Lipidomic Profiling of Sweetpotato During Different Developmental Stages Using LC-ESI-MS/MS

Despite the nutritional importance of sweetpotato, systematic studies on its lipid metabolism remain largely unexplored. To address this gap, this study investigates the dynamic changes in lipid composition during the development of sweetpotato storage roots using a comprehensive lipidomics approach. Through LC-ESI-MS/MS analysis of ‘Guangshu 79’ (G79), an orange-fleshed sweetpotato cultivar, across five developmental stages (S1–S5), 612 lipid species were identified, spanning five major classes: glycerolipids (GL, 57.6%), glycerophospholipids (GP, 24.6%), sphingolipids (SP, 13.9%), fatty acids (FA, 3.6%), and prenol lipids (PR, 0.3%). Early developmental phases (S1–S2) were characterized by upregulation of structural phospholipids (PC, PE) and energy-storage triglycerides (TG), supporting active membrane biogenesis and carbon allocation. Mid-development (S3) showed peak TG accumulation (1439.30 nmol/g), while later stages (S4–S5) exhibited sphingolipid-mediated signaling (Cer, HexCer) and membrane stabilization through glycolipids (MGDG, DGDG).
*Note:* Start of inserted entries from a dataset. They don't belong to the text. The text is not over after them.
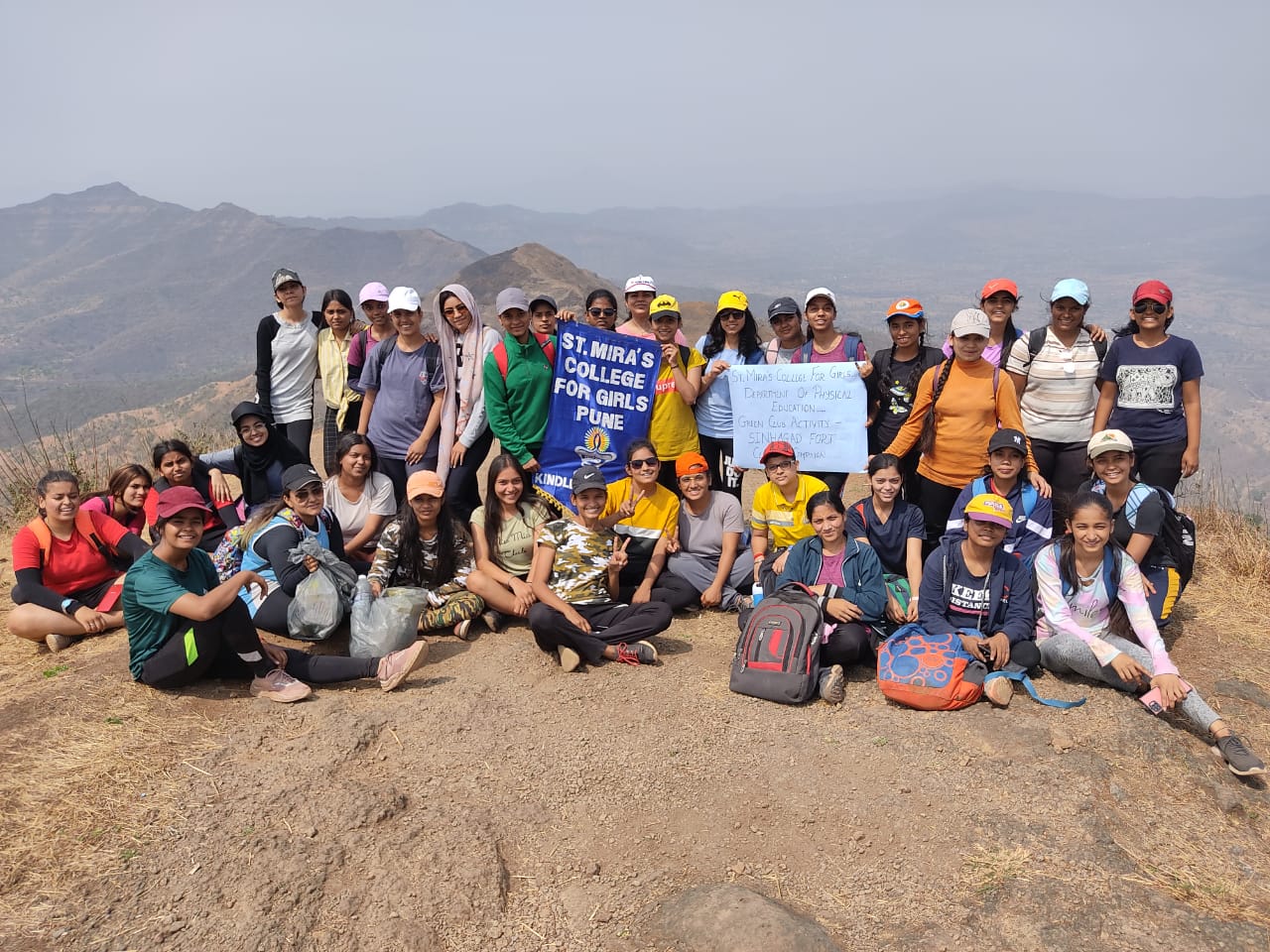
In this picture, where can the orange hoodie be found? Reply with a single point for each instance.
(966, 414)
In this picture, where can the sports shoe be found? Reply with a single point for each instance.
(1241, 761)
(998, 690)
(281, 687)
(570, 658)
(833, 684)
(639, 653)
(397, 665)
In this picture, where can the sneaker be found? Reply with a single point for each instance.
(1241, 761)
(639, 653)
(397, 665)
(570, 658)
(998, 690)
(281, 687)
(833, 684)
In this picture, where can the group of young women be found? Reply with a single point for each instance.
(973, 462)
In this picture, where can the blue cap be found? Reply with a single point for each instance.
(1074, 289)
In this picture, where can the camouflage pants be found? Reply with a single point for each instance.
(458, 606)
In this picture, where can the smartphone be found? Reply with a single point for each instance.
(1152, 701)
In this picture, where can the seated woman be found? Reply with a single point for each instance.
(67, 563)
(425, 547)
(125, 499)
(1139, 516)
(896, 530)
(259, 460)
(272, 532)
(178, 466)
(185, 625)
(1095, 622)
(503, 534)
(706, 552)
(847, 578)
(1006, 475)
(970, 587)
(575, 579)
(359, 497)
(645, 516)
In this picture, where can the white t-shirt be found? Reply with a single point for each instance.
(1061, 395)
(376, 499)
(294, 371)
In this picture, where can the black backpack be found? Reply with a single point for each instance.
(779, 651)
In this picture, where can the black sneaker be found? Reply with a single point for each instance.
(1241, 761)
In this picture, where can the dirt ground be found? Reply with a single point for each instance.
(498, 803)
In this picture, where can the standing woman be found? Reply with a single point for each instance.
(826, 345)
(379, 326)
(503, 535)
(731, 339)
(518, 390)
(259, 460)
(998, 299)
(1151, 390)
(892, 388)
(959, 405)
(359, 497)
(425, 547)
(286, 361)
(178, 466)
(1095, 622)
(405, 391)
(1058, 388)
(125, 499)
(343, 404)
(672, 426)
(465, 433)
(67, 567)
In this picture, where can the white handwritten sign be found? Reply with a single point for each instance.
(818, 408)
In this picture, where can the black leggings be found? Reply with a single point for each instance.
(213, 649)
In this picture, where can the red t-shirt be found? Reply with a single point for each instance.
(72, 565)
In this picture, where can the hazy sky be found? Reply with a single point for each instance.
(393, 108)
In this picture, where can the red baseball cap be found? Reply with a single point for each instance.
(1153, 291)
(778, 447)
(996, 285)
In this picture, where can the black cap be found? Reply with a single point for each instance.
(1008, 439)
(588, 477)
(783, 304)
(299, 475)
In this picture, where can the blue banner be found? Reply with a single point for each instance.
(601, 400)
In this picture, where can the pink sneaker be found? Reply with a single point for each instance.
(281, 687)
(395, 666)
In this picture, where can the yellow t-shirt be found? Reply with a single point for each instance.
(785, 522)
(674, 428)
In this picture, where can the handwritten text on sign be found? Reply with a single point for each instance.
(818, 408)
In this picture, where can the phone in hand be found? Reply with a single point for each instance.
(1155, 703)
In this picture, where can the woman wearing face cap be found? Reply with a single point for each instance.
(259, 460)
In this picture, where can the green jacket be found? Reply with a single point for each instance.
(517, 407)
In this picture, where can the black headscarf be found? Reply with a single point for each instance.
(255, 461)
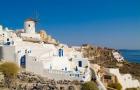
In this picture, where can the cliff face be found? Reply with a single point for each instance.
(99, 55)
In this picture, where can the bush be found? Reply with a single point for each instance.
(117, 86)
(9, 70)
(89, 86)
(131, 89)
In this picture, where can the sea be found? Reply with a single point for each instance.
(131, 55)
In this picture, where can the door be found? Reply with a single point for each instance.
(23, 62)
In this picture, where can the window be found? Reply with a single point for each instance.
(7, 39)
(80, 63)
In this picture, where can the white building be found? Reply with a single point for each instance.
(47, 60)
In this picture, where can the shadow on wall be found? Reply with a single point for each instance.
(1, 53)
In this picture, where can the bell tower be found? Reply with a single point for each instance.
(29, 26)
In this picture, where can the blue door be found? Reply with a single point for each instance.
(23, 61)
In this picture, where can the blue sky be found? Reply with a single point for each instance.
(111, 23)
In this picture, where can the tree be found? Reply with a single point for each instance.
(117, 86)
(89, 86)
(9, 70)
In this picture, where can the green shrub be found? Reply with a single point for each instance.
(117, 86)
(9, 70)
(89, 86)
(131, 89)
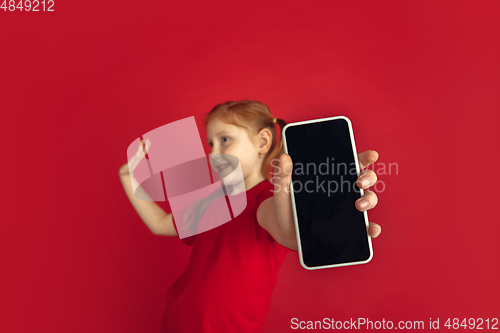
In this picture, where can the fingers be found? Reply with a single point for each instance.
(374, 230)
(366, 158)
(282, 174)
(366, 179)
(367, 201)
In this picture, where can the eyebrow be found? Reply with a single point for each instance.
(221, 132)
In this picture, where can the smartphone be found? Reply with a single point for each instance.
(331, 231)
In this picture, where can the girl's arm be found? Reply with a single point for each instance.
(155, 218)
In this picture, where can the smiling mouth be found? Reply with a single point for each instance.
(222, 167)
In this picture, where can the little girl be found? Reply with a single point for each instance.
(227, 285)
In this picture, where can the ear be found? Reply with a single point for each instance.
(264, 140)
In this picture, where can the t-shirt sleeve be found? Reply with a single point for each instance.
(266, 193)
(187, 240)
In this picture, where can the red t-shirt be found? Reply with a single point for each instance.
(227, 285)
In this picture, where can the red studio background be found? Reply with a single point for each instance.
(418, 79)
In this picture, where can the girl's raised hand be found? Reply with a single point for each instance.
(283, 204)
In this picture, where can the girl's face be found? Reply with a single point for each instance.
(227, 140)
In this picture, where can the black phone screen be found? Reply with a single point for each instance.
(332, 230)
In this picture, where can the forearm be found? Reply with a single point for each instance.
(149, 211)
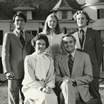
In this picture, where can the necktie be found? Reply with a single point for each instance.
(22, 38)
(70, 63)
(81, 37)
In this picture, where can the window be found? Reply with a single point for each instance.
(64, 15)
(100, 13)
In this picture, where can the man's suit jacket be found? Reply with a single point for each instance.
(94, 47)
(81, 72)
(13, 53)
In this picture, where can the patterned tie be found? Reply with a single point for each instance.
(70, 63)
(22, 38)
(81, 37)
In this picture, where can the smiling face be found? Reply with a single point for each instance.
(19, 23)
(40, 46)
(52, 22)
(81, 20)
(69, 44)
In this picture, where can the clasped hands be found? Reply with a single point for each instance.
(70, 80)
(10, 75)
(46, 90)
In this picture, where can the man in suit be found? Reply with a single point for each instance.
(92, 45)
(14, 50)
(73, 74)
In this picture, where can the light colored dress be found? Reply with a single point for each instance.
(54, 44)
(39, 72)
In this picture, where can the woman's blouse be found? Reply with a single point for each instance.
(55, 42)
(39, 71)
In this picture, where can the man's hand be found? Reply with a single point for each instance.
(72, 81)
(47, 90)
(10, 75)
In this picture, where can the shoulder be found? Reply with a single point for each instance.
(60, 56)
(74, 32)
(8, 34)
(29, 34)
(50, 58)
(29, 57)
(82, 54)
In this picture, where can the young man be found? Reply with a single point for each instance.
(16, 45)
(91, 44)
(73, 73)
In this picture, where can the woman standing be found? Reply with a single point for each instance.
(39, 78)
(53, 32)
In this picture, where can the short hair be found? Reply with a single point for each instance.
(38, 37)
(46, 28)
(20, 15)
(81, 12)
(62, 45)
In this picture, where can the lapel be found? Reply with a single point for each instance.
(64, 62)
(76, 61)
(16, 39)
(88, 36)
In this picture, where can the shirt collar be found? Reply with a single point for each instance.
(73, 53)
(18, 32)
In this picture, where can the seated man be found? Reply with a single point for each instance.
(73, 72)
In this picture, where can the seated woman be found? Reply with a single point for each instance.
(39, 78)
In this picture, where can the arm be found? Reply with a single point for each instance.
(98, 48)
(6, 53)
(87, 76)
(51, 76)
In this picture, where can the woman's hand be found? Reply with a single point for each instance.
(10, 75)
(47, 90)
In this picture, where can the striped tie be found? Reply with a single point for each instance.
(22, 38)
(70, 63)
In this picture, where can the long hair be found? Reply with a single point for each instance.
(46, 28)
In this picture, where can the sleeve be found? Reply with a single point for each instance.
(51, 75)
(29, 75)
(99, 48)
(87, 76)
(6, 53)
(58, 78)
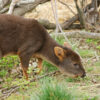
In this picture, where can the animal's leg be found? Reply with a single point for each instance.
(39, 64)
(1, 54)
(24, 64)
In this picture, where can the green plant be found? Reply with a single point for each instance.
(6, 64)
(51, 91)
(47, 67)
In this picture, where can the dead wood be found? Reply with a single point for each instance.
(22, 9)
(80, 34)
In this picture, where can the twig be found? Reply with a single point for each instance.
(67, 7)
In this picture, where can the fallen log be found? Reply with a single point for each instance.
(49, 25)
(22, 9)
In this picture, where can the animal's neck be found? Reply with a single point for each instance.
(47, 51)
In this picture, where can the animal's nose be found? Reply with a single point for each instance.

KEGG pathway analysis revealed glycerophospholipid metabolism (25.8%) and sphingolipid metabolism (19.3%) as dominant pathways. These findings systematically characterize the lipid composition and dynamic changes during sweetpotato storage root development, providing a valuable resource for future research on lipid metabolism in root crops.